Dear Muslim Advocates Friends and Family — As-Salaam-Alaikum,
Thanks to your support, 2022 was a pivotal year for Muslim Advocates. With our partners and allies, we continued to produce high-stakes legal work with national reach and impact. After an exhaustive national search, we also welcomed our next Executive Director, Omar Farah. Our team’s enthusiastic persistence and Omar’s arrival helped deepen Muslim Advocates’ commitment to an uncompromising approach that works for the full, diverse spectrum of American Muslim communities.
One of the highlights of the prior year was the opportunity to connect with many of you at a virtual town hall in December featuring Omar and our board chair, Saema Somalya. Their discussion affirmed that Muslim Advocates is committed to collaboration and partnership, leveraging our common voices and collective action for lasting change. Our work will remain grounded in impact litigation that reflects the demands of social movements, legislative advocacy that carries the voices of our communities to policymakers and demands accountability, public education that helps build power among the most vulnerable of us, and narrative-shifting communications that resists the limiting, oppressive frames that are applied to Muslim identities. Because inclusivity is a lived practice, not just a value, our work will also target the intersections where the experiences of American Muslims are connected to the experiences of other historically targeted communities.
We are proud of the way the new year has begun for Muslim Advocates. Just last week, we filed an amicus brief with Muslim Justice League – another brave and highly-effective Muslim-led organization – on behalf of Mr. Rodriguez, an incarcerated Muslim man denied ghusl and the ability to preserve his modesty by officials at Georgia Diagnostic and Classification State Prison where conditions are notoriously inhumane and punitive. His lawyers at the Southern Center for Human Rights, fierce advocates who seek dignity and justice for people affected by the criminal legal system in the deep south, asked us to file this brief in support of their petition for certiorari. The Southern Center’s petition seeks Supreme Court review of a court decision that makes foundational constitutional protections almost completely inaccessible in prisons. Our brief explains how Muslim people in prisons have been leaders in protecting rights - especially rights to religious liberty - for all incarcerated people. We also trace the power of faith in prisons; our brief argues that religious practice can help people survive incarceration, including by creating resilience through religious community and that undercutting religious practice in prison is unjustifiably punitive.
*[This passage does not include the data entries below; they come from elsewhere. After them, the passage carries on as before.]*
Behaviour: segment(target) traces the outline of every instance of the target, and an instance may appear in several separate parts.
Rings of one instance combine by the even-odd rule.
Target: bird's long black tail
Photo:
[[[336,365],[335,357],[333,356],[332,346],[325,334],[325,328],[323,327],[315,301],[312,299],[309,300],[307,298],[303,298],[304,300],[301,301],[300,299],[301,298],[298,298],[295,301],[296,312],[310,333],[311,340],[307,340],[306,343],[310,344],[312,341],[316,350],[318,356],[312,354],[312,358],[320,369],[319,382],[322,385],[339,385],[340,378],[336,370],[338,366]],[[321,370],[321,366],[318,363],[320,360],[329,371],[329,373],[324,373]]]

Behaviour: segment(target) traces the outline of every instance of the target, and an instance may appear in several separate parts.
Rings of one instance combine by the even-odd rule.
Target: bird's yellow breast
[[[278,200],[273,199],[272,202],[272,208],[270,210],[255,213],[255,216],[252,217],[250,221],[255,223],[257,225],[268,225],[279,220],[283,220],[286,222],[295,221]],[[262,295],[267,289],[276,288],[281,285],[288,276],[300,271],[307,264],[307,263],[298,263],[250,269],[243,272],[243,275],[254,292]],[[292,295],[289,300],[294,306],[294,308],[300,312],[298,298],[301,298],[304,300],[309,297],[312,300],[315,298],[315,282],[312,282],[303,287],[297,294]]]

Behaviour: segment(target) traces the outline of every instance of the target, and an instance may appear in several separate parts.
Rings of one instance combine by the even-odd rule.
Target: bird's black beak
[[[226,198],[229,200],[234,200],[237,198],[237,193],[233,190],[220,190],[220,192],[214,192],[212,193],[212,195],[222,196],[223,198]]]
We are also looking forward to the arrival of Ramadan. As it approaches, Muslim Advocates is expanding its work in support of people seeking religious accommodations for Ramadan and Eid. Before and during Ramadan, Muslim Advocates will offer online Know Your Rights training and materials that will focus on the challenges Muslim communities face seeking accommodations from schools, the workplace and prisons during the holy month. We will also host weekly hotline sessions for people to seek advice directly from one of our staff attorneys. If you have a question, get in touch!
As we start 2023, Muslim Advocates is at an inflection point and we are grateful for your continued commitment to the mission that we all share. We look forward to staying connected to you all as we work for a more just and free society for us all.